Perbedaan kebijakan tersebut, lanjut Emrus, boleh jadi belum melalui proses pembicaraan serius, bahasan dan pengkajian secara holistik dan mendalam di internal pemerintah. Terutama dari aspek kredibilitas unsur-unsur komunikasi yaitu sumber, pesan, saluran, khalayak dan efek yang mungkin terjadi. Ini sebagai fenomena dan petunjuk konkrit bahwa komunikasi publik pemerintah masih lemah dan belum berubah.

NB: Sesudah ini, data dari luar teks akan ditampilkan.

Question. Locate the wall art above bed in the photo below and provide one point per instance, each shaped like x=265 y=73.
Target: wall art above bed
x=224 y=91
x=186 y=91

"Dari unsur materi pesan komunikasi, misalnya, perlu menggali data berapa sesungguhnya kemampuan produksi minyak goreng yang bersumber dari kelapa sawit. Kemudian, dibandingkan dengan berapa volume kebutuhan dalam negeri," katanya.
Atas dasar tersebut, kata dia, bisa ditetapkan kebijakan distribusi dan pengawasan ketat di lapangan. Sehingga tidak terjadi penimbunan oleh pihak yang tidak bertanggung jawab.
Selain itu, masih dalam unsur pesan komunikasi, perlu dikaji berapa kewajiban negara kita sesuai dengan WTO dalam memenuhi kebutuhan dunia terkait dengan minyak goreng.
"Jadi, harus ada sinkronisasi materi pesan antara kebutuhan dalam negeri dan kewajiban sesuai dengan WTO. Sebab, negeri kita sebagai bagian dari WTO," ujarnya.
Emrus menambahkan, lemahnya komunikasi publik pemerintah ini bukan kali pertama. Salah satu diantaranya komunikasi publik pemerintah termasuk kategori jelek terkait dengan Omnibus Cipta Kerja.
"Persoalan masih lemahnya komunikasi publik pemerintah ini, dengan segala kerendahan hati, saya sebagai komunikolog berpendapat, merupakan konsekuensi dari belum munculnya kesadaran baru dari pemerintah kita bahwa betapa pentingnya pengelolaan komunikasi publik bagi sebuah rezim pemerintahan yang dipilih melalui proses demokrasi, seperti negeri kita," kata dia.
Di luar unsur komunikasi tersebut, kata Emrus, yang tak kalah pentingnya, pemerintah perlu melakukan kajian kemungkinan pengaruh kartel pengelolaan kelapa sawit sebagai kelompok kekuatan politik di dalam maupun di luar pemerintah.
"Jadi, negeri ini harus belajar menyelesaikan masalah minyak goreng ini tanpa menimbulkan masalah baru di dalam negeri maupun terkait dengan WTO," ujarnya.